Louis Poulsen’s modernist brief
Louis Poulsen’s identity is tied to Scandinavian lighting where comfort is engineered, not improvised. The PH range sits at the center of that story, linking domestic atmosphere with optical discipline and repeatable production. For the brand’s own framing of the model, see Louis Poulsen’s PH 2/1 overview and this Designmuseum Danmark note on the early PH prototype. For the item in this listing, use the Product page.

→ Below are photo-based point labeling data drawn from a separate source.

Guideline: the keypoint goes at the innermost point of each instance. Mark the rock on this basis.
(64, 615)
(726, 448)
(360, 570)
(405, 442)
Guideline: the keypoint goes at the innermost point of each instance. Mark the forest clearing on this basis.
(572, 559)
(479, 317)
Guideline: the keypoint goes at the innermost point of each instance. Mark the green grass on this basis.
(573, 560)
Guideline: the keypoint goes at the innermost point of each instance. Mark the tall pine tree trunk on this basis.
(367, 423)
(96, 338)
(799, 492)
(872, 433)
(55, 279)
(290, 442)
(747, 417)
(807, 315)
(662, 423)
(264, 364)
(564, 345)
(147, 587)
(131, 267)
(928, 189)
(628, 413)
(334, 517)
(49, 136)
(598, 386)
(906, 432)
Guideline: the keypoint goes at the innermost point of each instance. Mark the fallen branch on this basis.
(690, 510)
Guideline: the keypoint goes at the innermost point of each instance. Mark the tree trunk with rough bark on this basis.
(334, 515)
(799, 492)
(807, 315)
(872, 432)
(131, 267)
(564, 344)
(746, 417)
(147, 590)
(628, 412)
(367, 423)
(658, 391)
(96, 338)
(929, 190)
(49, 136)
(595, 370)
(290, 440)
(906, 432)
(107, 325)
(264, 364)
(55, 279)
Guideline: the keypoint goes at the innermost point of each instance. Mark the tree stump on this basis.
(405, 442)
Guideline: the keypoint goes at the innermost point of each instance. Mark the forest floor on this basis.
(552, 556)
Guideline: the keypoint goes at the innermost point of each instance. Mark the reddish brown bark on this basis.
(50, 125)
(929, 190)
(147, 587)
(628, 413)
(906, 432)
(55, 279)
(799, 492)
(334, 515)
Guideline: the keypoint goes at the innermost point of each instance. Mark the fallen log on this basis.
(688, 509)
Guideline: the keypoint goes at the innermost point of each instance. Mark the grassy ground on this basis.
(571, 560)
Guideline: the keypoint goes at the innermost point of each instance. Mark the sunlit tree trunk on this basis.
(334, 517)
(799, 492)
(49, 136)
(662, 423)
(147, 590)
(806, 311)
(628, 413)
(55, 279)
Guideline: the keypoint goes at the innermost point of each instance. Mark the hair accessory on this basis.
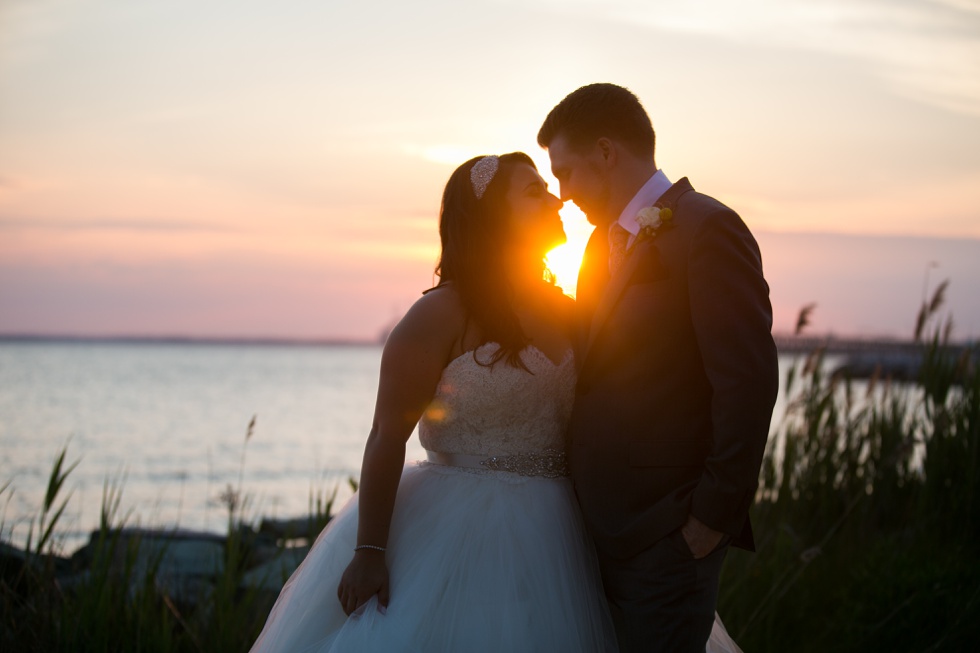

Poul Henningsen and the glare problem
Poul Henningsen developed the three-shade principle in the mid-1920s as an answer to the harshness of early electric bulbs, shaping light with a rational geometry rather than relying on diffusers alone. Louis Poulsen describes the system as rooted in a mathematical approach using the logarithmic spiral, with the family emerging in 1925–26. Brand background on the three-shade system provides the clearest summary; for broader context on Henningsen’s later icons, see Architectural Digest on PH legacy.

What it does on a table
In use, the top shade pushes the brightest output downward, while the lower shades “feather” the beam so the pool of light feels calm rather than spotlighted. Opal glass keeps the edges of that pool soft, and the layered construction reduces direct glare at seated eye level—useful on a side table, console, or shelf where you see the lamp more often than you see the task.
An installation story
The customer’s note anchors the lamp in real-world timing: shipping began on December 31, 2025, with the selected finish listed as Brass metallised. The experience described is straightforward—choosing a finish, then receiving a compact PH that reads as both object and light source once placed.

Where it fits best
This is a lamp for rooms that prioritize atmosphere without losing visual clarity: bedrooms, living rooms, and entry consoles where you want a defined glow, not a bare bulb. It pairs naturally with wood, stone, and textile-heavy interiors, but also works in cleaner spaces where the form becomes the ornament. Because the light is intentionally shaped, it’s most satisfying when it’s allowed to “own” a small zone rather than compete with a bright ceiling fixture.